Bisset said that Milosevic had made efforts to ensure the acceptance of proposed peace agreements and that he played a crucial role in securing the signing of the Dayton accords that ended the war in 1995.
The witness cited the Cutilheiro Plan, which he said would have prevented the war had it not been rejected by Bosnian Muslim leader Alija Izetbegovic, allegedly at the suggestion of the then US ambassador Warren Zimmerman.

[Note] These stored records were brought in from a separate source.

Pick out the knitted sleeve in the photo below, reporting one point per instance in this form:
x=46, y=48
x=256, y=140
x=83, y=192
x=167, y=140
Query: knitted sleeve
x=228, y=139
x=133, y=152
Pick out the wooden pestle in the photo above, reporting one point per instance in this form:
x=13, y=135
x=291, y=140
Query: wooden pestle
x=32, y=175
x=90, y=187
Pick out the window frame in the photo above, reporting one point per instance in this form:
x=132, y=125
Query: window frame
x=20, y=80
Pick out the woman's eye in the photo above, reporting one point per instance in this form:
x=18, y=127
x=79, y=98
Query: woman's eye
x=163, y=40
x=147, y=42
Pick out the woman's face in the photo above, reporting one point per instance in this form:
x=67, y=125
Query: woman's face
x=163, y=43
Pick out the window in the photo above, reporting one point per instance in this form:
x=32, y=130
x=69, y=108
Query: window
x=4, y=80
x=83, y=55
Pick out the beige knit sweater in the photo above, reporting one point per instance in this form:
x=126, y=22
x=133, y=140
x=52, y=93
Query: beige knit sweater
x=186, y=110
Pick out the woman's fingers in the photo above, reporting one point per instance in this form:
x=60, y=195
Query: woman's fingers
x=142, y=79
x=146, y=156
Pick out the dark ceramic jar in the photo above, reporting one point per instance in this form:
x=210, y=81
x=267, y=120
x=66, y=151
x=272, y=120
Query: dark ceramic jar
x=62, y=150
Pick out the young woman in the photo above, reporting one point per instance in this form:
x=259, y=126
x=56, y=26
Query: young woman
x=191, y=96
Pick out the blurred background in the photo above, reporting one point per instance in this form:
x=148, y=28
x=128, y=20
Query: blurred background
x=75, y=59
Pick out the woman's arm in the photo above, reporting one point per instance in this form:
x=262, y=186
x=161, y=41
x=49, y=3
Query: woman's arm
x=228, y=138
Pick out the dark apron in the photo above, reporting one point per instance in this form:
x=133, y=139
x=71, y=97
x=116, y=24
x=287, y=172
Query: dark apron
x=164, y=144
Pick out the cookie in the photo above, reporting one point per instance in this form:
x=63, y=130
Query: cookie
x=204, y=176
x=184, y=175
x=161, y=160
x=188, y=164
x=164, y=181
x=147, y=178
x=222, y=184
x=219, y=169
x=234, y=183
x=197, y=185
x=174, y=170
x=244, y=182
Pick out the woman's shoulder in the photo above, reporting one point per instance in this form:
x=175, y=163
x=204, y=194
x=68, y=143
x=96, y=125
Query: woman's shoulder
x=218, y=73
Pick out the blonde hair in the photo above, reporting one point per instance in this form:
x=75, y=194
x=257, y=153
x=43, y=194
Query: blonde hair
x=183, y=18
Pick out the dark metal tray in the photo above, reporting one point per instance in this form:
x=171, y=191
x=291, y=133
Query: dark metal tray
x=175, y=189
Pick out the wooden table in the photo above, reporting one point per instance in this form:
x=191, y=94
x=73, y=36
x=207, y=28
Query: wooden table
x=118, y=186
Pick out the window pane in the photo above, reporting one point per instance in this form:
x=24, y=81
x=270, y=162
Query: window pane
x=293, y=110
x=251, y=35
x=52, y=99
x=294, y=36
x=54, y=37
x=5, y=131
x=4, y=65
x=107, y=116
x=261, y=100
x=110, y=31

Bisset described allegations that Milosevic started the wars in order to create a Greater Serbia as sheer fantasy, insisting that the accused actually tried to preserve the Yugoslav federation.
Prosecutor Geoffrey Nice challenged the witness's credibility, quoting several of his statements in which he called the ICTY a Stallinist court and compared Chief Prosecutor Carla del Ponte to Hitler's prosecutor.
Nice cited a statement made by the witness regarding anti-Milosevic demonstrations in Belgrade in 1996, when Bisset said that Milosevic would sell anyone just to stay in power. He also said that Bisset had written about ruthless methods used by the Serbian police and military against ethnic Albanian insurgents in Kosovo in 1999.
Also on Friday, the ICTY rejected Milosevic's request for provisional release to undergo medical treatment in Moscow.
The trial is scheduled to continue on Monday with testimony by a new defence witness.